An end to trans fats in foods - woo-hoo!

It’s not a done deal yet, but if the regulation is adopted without being gutted by industry lobbies, it will mean fewer heart attack deaths and hopefully healthier consumers.

More at FDA link here

Emphasis added.

I should have included the closing paragraphs too:

IOW, always check the ingredient list for PHO’s (partially hydrogenated oils) even if the per serving info says 0 grams of trans fat since less than .5gm/serving can still add up if you eat a lot of food with PHO’s.

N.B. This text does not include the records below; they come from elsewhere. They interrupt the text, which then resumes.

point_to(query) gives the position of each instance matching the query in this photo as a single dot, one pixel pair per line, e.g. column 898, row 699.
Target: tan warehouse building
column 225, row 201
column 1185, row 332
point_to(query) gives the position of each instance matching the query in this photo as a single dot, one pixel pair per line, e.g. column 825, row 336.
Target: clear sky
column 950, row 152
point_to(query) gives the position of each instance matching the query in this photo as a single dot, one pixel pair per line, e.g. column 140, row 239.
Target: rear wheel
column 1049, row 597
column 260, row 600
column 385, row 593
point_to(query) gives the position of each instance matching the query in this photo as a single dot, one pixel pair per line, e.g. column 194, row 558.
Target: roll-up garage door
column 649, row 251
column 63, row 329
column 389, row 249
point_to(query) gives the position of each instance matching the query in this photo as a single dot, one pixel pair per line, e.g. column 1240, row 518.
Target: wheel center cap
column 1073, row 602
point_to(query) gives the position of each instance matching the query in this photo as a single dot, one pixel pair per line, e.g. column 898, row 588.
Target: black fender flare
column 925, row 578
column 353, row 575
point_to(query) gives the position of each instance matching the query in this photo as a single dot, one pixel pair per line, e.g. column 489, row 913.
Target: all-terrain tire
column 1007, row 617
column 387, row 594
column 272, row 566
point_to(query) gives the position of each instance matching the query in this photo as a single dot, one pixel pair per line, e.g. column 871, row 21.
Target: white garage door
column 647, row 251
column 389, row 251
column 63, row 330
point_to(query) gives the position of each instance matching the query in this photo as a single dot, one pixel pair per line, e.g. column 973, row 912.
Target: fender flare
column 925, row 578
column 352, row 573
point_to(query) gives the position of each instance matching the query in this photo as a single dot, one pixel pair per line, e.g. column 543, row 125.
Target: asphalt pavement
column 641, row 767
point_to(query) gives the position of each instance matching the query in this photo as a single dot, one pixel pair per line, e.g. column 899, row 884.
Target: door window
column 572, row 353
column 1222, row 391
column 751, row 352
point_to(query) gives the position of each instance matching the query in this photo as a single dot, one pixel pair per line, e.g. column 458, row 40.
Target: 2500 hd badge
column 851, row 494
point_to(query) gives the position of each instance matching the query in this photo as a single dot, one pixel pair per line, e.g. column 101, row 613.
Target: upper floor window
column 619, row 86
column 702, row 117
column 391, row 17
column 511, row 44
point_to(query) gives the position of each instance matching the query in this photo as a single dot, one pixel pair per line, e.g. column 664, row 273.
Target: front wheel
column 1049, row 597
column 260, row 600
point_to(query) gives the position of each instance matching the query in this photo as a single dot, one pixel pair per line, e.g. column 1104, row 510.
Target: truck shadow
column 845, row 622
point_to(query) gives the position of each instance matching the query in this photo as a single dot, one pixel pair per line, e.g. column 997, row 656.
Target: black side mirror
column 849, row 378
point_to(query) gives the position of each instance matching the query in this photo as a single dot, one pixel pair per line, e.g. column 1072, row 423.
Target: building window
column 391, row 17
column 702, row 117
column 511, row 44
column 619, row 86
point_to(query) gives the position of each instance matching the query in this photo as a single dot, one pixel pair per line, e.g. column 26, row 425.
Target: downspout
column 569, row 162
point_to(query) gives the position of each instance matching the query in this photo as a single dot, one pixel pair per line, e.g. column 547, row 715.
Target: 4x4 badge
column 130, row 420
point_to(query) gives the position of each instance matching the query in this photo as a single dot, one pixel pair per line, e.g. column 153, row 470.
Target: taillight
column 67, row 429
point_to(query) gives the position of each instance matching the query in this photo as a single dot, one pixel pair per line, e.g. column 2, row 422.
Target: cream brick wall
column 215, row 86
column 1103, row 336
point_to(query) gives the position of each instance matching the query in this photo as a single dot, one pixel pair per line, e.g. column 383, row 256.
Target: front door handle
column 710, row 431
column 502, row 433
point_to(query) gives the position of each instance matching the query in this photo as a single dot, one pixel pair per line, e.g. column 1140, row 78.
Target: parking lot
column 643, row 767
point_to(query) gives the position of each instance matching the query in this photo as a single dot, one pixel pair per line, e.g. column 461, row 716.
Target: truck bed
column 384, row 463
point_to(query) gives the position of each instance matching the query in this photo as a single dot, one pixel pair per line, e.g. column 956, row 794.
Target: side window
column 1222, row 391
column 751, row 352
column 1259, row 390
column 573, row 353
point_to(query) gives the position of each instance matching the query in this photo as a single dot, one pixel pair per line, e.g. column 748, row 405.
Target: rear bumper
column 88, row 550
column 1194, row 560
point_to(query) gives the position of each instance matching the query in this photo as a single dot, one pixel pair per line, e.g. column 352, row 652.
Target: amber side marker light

We’ll find out in a decade or two that trans fat is actually beneficial for rheumatoid arthritis and will be recommended as a part of a ‘balanced diet’. :wink:

Yeah, that’s the sort of thing I’m worried about, too. But this system seems to be set up to allow for that sort of thing. At first pass, it seems to allows individual trans fats to be designated as safe in certain amounts. So, if we find we need some, they can be put back without much difficulty.

What I’m more worried about is food prices. Surely transfats are used for a reason, and that reason is likely that it is cheap. Perhaps it would be better to instead subsidize other saturated fats. It worked for high fructose corn syrup, anyways.

Does this mean french fries are going to suck now?

Here’s an idea: tell consumers the percentage of trans fat in the food, and then let them decide.

Trans fats produce foods with different, often superior, properties. They’re not necessarily cheaper.

Y’know, I’m generally a fan of, “label it and let Darwin sort it out,” but strictly speaking, hydrogenated vegetable oils aren’t even really food, are they? They’re not something you can make in a kitchen. They’re a laboratory experiment run amok. And I’m not all anti-food science, but when you’ve got a not-food item in food that’s killing thousands of people a year, maybe it just shouldn’t be there.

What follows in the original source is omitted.